There are very few bands in the country who would even consider putting on an arena-sized show in a pub, but Ward XVI is not an ordinary band. Having built up their reputation on two sterling albums and some inventive, theatrical performances, the inmates of Whittingham Asylum bring their latest mind-bending tour to venues throughout the land, and you can’t help but be impressed by the ambition and lunacy of it all.
Ward XVI. The Brickmakers, Norwich. 14 April 2022
Words: Paul Monkhouse
Photography: Steve Ritchie
Originally planned to coincide with the release of sophomore platter Metamorphosis, this nationwide jaunt sees the band playing the acclaimed album in full, complete with a full production that sees props, mannequins and monsters aplenty.
It’s a lot to fit into the small stage and low ceiling of the Brickmakers 2 venue, but, if anything, this lack of space makes things even grander and more immersive.
The stage was a riot of black and white bathed in purple light. The spoken word scene-setting Retrogression played over the speakers before the sound of a baby crying cuts through, and the haunting and warped merry-go-round music starts.
Clutching a teddy bear, Psychoberrie walks onstage from one of the large cabinets placed at the sides, the band easing into the gentle swing of Cradle Song, its sing-song intro morphing into something nothing short of epic. It’s an incredibly strong opening, full of drama as the vocals are full of nuance and power, the guitar work and solo by Dr Von Stottenstein earthshaking.
The nightmarish Mr Babadook sees the creature of the night emerging from the wings, taunting the sleeping girl in bed as we follow her story arc from babe in arms to the unhinged woman she would become.
Each layer as it builds adds its own horror, the shock rock akin to something that mixes the darkness of early, prime Alice Cooper with touches of Iron Maiden’s skill with heavy, prog-rock instrumentation. Broken Toys is a 1000mph twirling helter-skelter that switches to the grinding and smashing force of Imago, at its core, a sweet but poisonous confection.
The mental breakdown of the matricide anthem A Goodnight Shot is starkly portrayed, the drums of Bam Bam Bedlam and bass of Wolfy Huntsman adding a bone-breaking punch to the tableau. There’s an exotic flavour of the Far East to Burn The Witch and yet more scorching fretwork before things are shaken up again on the punky thrash of Catch Me If You Can and closing desperate cry Shadows, the suitably huge climax that brought things to an audio-visual crescendo.
Following the emotional wringer of the album, Psychoberrie announces it’s time to party, and a tumultuous Cry Of The Siren and the mad can-can of Toybox later, all that is left is to mop up the blood, sweat and greasepaint.

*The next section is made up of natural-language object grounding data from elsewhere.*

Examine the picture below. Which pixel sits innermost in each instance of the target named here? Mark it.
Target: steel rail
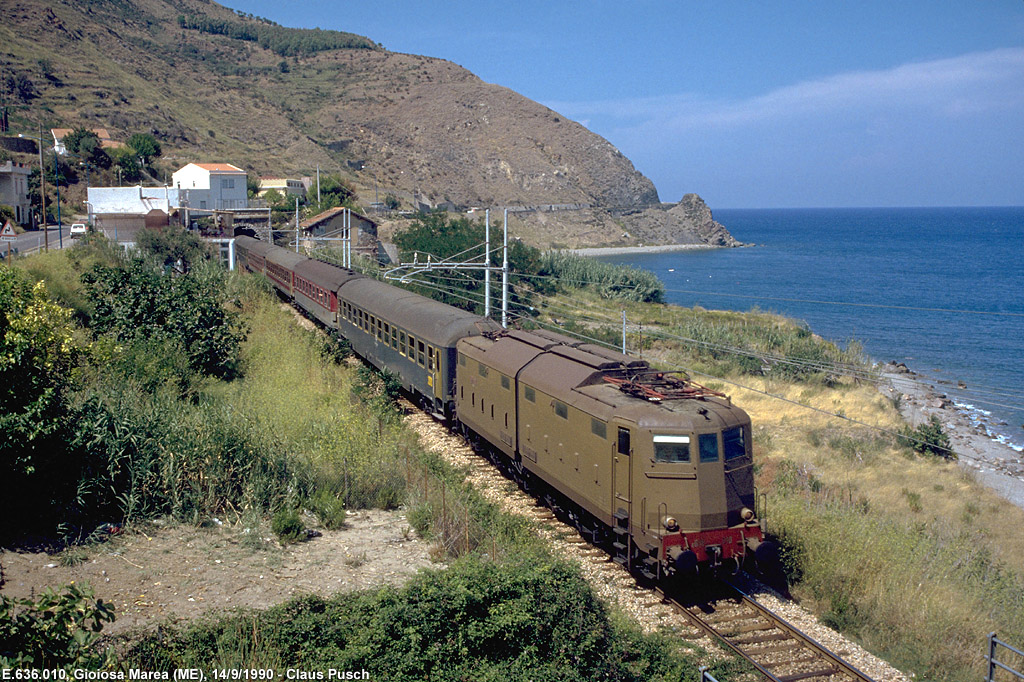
(838, 666)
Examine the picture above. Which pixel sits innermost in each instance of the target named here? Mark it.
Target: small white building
(14, 190)
(286, 186)
(212, 186)
(121, 212)
(134, 201)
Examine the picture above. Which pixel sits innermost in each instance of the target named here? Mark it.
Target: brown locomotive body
(657, 467)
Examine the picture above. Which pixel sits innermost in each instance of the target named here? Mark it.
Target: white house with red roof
(211, 186)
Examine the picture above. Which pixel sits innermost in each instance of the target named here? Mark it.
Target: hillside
(212, 84)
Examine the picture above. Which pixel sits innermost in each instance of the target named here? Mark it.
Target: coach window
(709, 446)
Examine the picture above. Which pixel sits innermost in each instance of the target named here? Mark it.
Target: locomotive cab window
(709, 448)
(672, 449)
(732, 443)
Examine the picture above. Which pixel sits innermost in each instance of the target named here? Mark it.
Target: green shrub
(612, 282)
(59, 629)
(288, 525)
(929, 438)
(526, 619)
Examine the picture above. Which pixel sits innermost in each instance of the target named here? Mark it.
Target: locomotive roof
(285, 258)
(327, 275)
(577, 376)
(253, 245)
(433, 321)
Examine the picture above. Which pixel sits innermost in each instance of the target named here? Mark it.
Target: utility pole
(42, 190)
(505, 274)
(486, 263)
(56, 179)
(624, 332)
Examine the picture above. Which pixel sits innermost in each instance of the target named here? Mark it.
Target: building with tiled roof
(213, 186)
(285, 185)
(331, 223)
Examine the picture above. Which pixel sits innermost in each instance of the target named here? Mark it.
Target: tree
(141, 304)
(334, 192)
(252, 185)
(127, 163)
(80, 139)
(172, 245)
(86, 145)
(145, 146)
(38, 350)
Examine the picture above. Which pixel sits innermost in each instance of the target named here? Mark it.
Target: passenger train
(647, 464)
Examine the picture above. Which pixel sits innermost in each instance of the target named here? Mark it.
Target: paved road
(33, 240)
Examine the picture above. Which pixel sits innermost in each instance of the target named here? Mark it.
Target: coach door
(434, 372)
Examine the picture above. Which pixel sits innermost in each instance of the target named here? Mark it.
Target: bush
(929, 438)
(612, 282)
(137, 303)
(288, 526)
(57, 630)
(530, 619)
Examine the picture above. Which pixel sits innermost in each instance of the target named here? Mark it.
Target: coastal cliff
(689, 222)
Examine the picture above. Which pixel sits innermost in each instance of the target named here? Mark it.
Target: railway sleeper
(777, 637)
(793, 662)
(824, 672)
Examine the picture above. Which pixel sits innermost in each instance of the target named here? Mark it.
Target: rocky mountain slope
(215, 85)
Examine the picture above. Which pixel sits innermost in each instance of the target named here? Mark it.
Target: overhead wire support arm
(404, 272)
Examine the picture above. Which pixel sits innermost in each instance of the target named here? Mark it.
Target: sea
(938, 289)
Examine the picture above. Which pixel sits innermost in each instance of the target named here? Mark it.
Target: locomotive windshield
(732, 441)
(672, 448)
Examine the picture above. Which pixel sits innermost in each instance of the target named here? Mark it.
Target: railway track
(775, 648)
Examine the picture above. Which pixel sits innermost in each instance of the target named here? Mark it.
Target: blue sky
(751, 104)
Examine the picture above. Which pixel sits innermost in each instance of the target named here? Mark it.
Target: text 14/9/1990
(182, 674)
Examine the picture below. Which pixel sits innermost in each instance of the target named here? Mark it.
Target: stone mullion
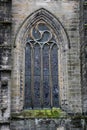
(50, 79)
(32, 76)
(41, 81)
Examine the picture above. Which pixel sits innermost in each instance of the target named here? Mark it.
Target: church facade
(43, 55)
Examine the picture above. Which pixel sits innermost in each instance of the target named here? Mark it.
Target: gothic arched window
(41, 67)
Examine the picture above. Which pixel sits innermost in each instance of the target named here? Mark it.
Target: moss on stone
(43, 113)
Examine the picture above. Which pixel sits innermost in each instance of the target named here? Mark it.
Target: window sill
(42, 113)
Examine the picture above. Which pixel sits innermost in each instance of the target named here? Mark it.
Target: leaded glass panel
(41, 67)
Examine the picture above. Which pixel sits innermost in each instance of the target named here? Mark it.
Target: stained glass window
(41, 68)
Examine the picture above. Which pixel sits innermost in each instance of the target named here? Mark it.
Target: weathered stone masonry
(16, 18)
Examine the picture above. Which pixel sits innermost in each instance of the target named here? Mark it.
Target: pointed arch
(48, 81)
(49, 18)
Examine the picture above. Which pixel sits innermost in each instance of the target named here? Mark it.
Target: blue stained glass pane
(46, 93)
(55, 91)
(37, 91)
(28, 60)
(54, 60)
(37, 63)
(27, 92)
(46, 60)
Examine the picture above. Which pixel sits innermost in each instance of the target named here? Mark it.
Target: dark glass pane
(37, 91)
(46, 60)
(28, 60)
(46, 36)
(36, 34)
(46, 93)
(54, 66)
(55, 91)
(54, 60)
(37, 63)
(27, 92)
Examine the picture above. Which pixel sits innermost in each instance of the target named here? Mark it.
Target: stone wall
(68, 13)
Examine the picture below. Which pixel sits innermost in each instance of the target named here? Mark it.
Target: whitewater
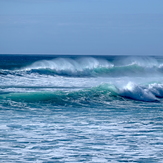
(56, 108)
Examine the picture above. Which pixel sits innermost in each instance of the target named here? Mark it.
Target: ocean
(92, 109)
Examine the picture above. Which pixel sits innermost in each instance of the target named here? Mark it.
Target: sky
(88, 27)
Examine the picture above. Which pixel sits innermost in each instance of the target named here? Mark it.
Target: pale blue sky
(107, 27)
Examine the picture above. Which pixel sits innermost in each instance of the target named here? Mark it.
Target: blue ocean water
(81, 109)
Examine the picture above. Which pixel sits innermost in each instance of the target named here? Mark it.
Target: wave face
(91, 66)
(78, 80)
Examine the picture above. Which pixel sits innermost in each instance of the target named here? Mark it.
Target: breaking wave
(90, 66)
(97, 95)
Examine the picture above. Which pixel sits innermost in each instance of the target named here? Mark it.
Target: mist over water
(81, 109)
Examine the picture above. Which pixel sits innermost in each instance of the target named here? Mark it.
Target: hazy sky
(104, 27)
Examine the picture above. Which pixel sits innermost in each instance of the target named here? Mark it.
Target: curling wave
(97, 95)
(89, 66)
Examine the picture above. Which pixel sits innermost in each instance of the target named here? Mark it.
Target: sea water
(81, 109)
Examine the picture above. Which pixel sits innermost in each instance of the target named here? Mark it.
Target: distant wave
(89, 66)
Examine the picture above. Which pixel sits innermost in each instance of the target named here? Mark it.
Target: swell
(101, 94)
(91, 67)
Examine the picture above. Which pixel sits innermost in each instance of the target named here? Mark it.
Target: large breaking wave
(101, 94)
(90, 66)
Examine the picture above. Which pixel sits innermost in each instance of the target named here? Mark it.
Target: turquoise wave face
(78, 80)
(94, 96)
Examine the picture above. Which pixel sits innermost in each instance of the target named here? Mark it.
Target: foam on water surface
(81, 109)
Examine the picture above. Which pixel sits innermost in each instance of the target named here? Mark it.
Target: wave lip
(139, 93)
(72, 67)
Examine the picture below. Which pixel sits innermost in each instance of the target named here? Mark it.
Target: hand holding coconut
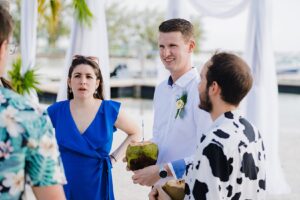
(171, 190)
(141, 158)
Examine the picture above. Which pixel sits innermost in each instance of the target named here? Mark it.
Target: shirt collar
(230, 115)
(185, 78)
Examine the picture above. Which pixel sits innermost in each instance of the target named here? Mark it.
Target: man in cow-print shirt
(229, 162)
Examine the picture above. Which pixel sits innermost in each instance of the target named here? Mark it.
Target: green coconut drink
(141, 154)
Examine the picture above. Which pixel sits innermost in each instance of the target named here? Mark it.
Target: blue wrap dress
(85, 155)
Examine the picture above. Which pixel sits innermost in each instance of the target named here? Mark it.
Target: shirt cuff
(177, 168)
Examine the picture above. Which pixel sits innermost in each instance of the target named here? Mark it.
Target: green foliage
(82, 11)
(22, 84)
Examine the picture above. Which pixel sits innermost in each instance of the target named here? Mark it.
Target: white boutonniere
(180, 103)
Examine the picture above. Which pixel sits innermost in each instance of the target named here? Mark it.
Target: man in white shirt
(178, 124)
(230, 160)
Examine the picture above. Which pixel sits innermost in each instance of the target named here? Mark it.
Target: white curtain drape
(89, 41)
(262, 101)
(219, 8)
(28, 39)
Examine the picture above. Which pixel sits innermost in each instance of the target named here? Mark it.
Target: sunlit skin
(3, 56)
(175, 53)
(83, 82)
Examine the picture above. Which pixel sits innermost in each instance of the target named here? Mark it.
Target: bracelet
(113, 158)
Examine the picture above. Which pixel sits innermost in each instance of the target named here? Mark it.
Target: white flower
(5, 149)
(179, 104)
(15, 182)
(32, 143)
(8, 120)
(48, 147)
(2, 98)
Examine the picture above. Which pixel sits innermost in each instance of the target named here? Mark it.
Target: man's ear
(215, 88)
(69, 82)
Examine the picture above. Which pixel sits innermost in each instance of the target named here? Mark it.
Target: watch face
(163, 173)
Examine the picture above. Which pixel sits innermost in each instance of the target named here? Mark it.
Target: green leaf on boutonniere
(180, 103)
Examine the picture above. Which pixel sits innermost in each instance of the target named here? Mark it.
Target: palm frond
(23, 84)
(82, 12)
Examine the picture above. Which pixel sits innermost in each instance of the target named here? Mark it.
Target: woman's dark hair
(232, 74)
(93, 62)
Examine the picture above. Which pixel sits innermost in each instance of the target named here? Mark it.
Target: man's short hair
(232, 74)
(178, 25)
(6, 24)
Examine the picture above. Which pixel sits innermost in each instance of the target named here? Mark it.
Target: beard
(205, 102)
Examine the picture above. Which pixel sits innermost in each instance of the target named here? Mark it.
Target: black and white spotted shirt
(229, 162)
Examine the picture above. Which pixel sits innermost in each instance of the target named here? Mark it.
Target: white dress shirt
(177, 137)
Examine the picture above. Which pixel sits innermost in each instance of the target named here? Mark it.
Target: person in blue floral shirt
(28, 149)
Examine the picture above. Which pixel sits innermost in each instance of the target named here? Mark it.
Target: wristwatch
(162, 172)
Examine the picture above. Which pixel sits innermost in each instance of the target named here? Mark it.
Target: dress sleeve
(43, 162)
(114, 108)
(51, 112)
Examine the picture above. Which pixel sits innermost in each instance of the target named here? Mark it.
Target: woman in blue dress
(84, 126)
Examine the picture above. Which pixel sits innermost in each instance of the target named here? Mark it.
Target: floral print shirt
(28, 149)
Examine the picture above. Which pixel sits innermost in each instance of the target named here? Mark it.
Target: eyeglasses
(90, 58)
(12, 47)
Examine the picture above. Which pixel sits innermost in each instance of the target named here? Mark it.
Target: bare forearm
(49, 192)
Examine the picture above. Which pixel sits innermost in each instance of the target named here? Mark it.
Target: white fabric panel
(89, 41)
(219, 8)
(262, 101)
(28, 39)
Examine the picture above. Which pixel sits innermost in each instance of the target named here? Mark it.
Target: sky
(230, 33)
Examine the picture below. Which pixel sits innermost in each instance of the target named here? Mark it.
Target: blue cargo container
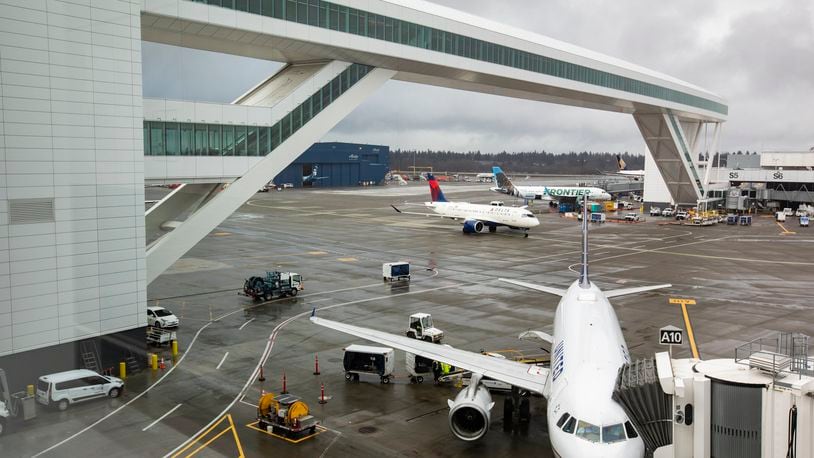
(337, 164)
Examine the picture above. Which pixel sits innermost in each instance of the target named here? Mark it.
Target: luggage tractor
(285, 415)
(421, 328)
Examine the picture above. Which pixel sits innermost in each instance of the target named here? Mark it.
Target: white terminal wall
(71, 130)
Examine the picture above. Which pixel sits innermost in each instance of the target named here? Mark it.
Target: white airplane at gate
(476, 217)
(588, 349)
(505, 186)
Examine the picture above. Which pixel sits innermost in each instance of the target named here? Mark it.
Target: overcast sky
(757, 54)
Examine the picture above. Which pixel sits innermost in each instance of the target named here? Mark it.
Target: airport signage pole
(671, 335)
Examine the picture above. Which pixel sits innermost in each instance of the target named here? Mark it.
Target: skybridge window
(613, 433)
(588, 431)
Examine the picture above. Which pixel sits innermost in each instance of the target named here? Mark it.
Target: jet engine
(469, 413)
(473, 226)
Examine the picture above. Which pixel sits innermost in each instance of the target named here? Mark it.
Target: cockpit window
(631, 433)
(613, 433)
(588, 431)
(569, 425)
(562, 419)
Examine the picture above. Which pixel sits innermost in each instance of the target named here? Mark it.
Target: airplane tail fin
(435, 189)
(502, 181)
(584, 282)
(620, 163)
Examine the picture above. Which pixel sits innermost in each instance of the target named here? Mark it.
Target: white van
(70, 387)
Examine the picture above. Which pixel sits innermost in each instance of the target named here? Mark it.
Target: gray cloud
(756, 54)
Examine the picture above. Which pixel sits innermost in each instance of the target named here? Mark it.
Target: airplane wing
(419, 213)
(640, 289)
(525, 376)
(541, 288)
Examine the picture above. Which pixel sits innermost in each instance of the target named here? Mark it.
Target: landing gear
(516, 406)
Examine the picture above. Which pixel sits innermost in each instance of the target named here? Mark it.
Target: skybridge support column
(169, 248)
(667, 141)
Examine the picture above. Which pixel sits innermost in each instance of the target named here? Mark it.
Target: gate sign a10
(671, 335)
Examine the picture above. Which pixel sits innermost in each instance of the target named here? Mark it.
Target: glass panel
(240, 140)
(263, 143)
(187, 144)
(613, 433)
(146, 139)
(588, 431)
(201, 144)
(157, 138)
(228, 140)
(251, 143)
(214, 140)
(267, 8)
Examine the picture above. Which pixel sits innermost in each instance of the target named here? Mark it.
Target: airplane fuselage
(507, 216)
(587, 351)
(557, 192)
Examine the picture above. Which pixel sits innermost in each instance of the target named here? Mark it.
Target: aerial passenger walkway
(420, 42)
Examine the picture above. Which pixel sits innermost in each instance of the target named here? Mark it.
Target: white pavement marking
(192, 342)
(245, 324)
(270, 344)
(222, 360)
(162, 417)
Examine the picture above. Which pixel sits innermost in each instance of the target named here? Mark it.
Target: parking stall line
(162, 417)
(222, 360)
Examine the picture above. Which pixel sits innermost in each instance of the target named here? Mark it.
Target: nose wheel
(516, 411)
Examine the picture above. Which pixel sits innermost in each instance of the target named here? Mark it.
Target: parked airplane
(588, 349)
(621, 169)
(476, 217)
(313, 176)
(504, 185)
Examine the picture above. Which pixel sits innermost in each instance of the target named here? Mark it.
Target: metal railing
(786, 352)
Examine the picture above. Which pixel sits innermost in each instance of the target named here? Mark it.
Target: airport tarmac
(749, 282)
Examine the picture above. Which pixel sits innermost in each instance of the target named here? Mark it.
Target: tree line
(577, 163)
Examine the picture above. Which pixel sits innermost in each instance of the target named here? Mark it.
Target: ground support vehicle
(420, 327)
(70, 387)
(396, 271)
(160, 337)
(274, 284)
(12, 405)
(285, 415)
(363, 359)
(418, 367)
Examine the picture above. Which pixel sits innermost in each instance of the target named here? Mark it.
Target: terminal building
(747, 182)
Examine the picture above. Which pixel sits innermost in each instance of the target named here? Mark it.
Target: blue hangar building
(337, 164)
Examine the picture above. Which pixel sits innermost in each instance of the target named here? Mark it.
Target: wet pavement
(749, 282)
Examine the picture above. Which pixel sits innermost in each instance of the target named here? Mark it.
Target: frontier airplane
(588, 349)
(504, 185)
(476, 217)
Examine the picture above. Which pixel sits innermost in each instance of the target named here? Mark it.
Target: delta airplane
(313, 176)
(504, 185)
(621, 169)
(588, 349)
(476, 217)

In a show full of such a carnival of horrors, the sight of huge beasts prowling through the audience, a nine-foot-tall Mother and a multitude of other delights, Ward XVI have transformed the humble gig into something extraordinary and certainly not seen on this scale for many, many years, if at all.
What they do next is anyone’s guess, but you can be sure it’ll be something special.
One of the most entertaining, inventive and hardworking bands in the country, there seems no limit to what Ward XVI can achieve when they set their brilliant and twisted minds to it.